Contra o jogo dos governos e da mídia burguesa de jogar a população contra os trabalhadores da saúde devemos exigir mais verbas para saúde mediante o não pagamento das dívidas interna e externa para atender à população e defender melhores condições de trabalho aos técnicos, enfermeiros, médicos e outros profissionais da saúde, efetivos ou terceirizados, para garantir melhor atendimento. O salário inicial atual de um médico da rede municipal é de R$ 669, a situação de outros trabalhadores da saúde, começando pela limpeza, é ainda mais miserável ’ nestas condições é impensável o atendimento digno e responsável aos usuários. Pelo salário mínimo do DIEESE de R$ 1.900,31, concursos públicos e redução da jornada de trabalho!
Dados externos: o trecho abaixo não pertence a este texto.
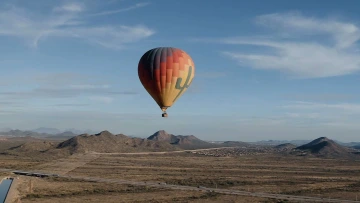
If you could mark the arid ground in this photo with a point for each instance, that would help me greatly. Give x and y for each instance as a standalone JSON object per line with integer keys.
{"x": 327, "y": 178}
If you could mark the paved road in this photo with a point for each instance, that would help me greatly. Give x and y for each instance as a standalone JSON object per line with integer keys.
{"x": 222, "y": 191}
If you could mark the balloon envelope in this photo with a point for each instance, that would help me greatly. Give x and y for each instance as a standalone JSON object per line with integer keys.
{"x": 166, "y": 73}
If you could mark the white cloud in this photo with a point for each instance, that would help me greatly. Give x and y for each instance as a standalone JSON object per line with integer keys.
{"x": 343, "y": 107}
{"x": 32, "y": 27}
{"x": 71, "y": 7}
{"x": 296, "y": 53}
{"x": 83, "y": 87}
{"x": 102, "y": 99}
{"x": 138, "y": 5}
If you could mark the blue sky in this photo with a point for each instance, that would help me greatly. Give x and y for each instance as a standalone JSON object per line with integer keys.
{"x": 276, "y": 70}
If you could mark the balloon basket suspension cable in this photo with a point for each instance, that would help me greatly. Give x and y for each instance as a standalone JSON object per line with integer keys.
{"x": 164, "y": 115}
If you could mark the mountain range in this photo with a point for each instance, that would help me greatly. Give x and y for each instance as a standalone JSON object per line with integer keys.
{"x": 106, "y": 142}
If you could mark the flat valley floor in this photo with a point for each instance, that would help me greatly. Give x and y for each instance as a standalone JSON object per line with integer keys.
{"x": 291, "y": 175}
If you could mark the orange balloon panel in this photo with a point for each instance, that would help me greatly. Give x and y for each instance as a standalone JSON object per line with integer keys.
{"x": 166, "y": 73}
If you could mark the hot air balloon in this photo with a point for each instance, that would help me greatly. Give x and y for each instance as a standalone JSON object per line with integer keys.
{"x": 166, "y": 73}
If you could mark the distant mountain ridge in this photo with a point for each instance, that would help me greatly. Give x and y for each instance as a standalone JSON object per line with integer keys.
{"x": 190, "y": 141}
{"x": 103, "y": 142}
{"x": 324, "y": 147}
{"x": 42, "y": 133}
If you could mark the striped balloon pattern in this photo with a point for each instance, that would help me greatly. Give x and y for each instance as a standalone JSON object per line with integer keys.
{"x": 166, "y": 73}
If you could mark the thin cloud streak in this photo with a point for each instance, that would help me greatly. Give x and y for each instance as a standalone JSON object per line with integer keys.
{"x": 138, "y": 5}
{"x": 296, "y": 55}
{"x": 33, "y": 27}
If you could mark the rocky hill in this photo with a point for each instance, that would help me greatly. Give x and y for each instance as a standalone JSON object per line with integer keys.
{"x": 103, "y": 142}
{"x": 324, "y": 147}
{"x": 181, "y": 141}
{"x": 39, "y": 134}
{"x": 285, "y": 146}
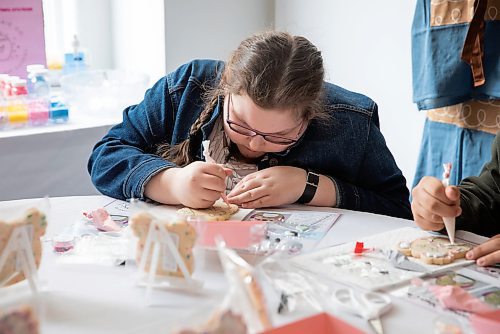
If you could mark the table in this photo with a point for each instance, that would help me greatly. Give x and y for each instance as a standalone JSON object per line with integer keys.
{"x": 103, "y": 299}
{"x": 50, "y": 160}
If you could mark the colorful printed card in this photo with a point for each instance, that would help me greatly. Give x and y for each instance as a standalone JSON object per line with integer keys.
{"x": 22, "y": 39}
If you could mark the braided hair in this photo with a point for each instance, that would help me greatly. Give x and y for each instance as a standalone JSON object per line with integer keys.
{"x": 276, "y": 70}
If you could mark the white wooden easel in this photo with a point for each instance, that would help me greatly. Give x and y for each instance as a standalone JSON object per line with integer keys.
{"x": 20, "y": 245}
{"x": 158, "y": 235}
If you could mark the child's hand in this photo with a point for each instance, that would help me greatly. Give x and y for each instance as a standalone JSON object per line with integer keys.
{"x": 272, "y": 186}
{"x": 199, "y": 184}
{"x": 486, "y": 254}
{"x": 432, "y": 201}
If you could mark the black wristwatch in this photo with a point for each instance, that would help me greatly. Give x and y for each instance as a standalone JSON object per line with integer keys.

Esta crise de dengue não é só um problema “hospitalar” . É reflexo da falta de emprego, precárias condições de moradia, saneamento básico e educação. Qualquer tentativa séria de resolver esta crise e melhorar a situação para o verão do ano que vem passa por um plano de obras públicas nos morros, favelas e bairros populares. Garantindo emprego e treinamento à milhares de desempregados e melhorando as condições de moradia e vida.

A situação da saúde é grave, é necessário transformá-la radicalmente para atender às necessidades da população e dos trabalhadores da saúde. Pela estatização dos hospitais, clínicas e laboratórios privados e controle pelos trabalhadores e usuários de todo o sistema de saúde. Esta transformação não virá pela mão dos governos nem dos empresários de hospitais, clínicas e laboratórios, somente através da mobilização independente dos trabalhadores da saúde e dos usuários será possível organizar uma força capaz de reorganizar o sistema de saúde e atender os interesses da população. Por comitês de médicos, trabalhadores da saúde e usuários!

As organizações de oposição de esquerda ao governo Lula como a CONLUTAS e a INTERSINDICAL devem encampar este programa e junto dos sindicatos, a começar pelo SINDISPREV, dirigido por uma corrente do PSOL e que agrupa os trabalhadores federais da saúde, se dirigir aos trabalhadores para organizar um comitê de médicos, trabalhadores da saúde e usuários. O SINDISPREV deveria começar chamando o sindicato dos médicos, outros sindicatos e os usuários a conformarem esta organização e através da Conlutas e Intersindical chamar outros sindicatos, a CUT e outras centrais a organizarem já um dia de doação de sangue nas ruas, nos locais de trabalho, nas faculdades, em solidariedade ao infectados. Esta tática, junto de outras, permitiria em sua combinação com as denúncias e exigências que apareça, inclusive para o setor mais atrasado da população, como ao contrário do que diz o governo, a culpa não são dos trabalhadores da saúde, e que classe operária através de suas organizações sindicais e políticas a esquerda do governo Lula busca seriamente responder a esta crise.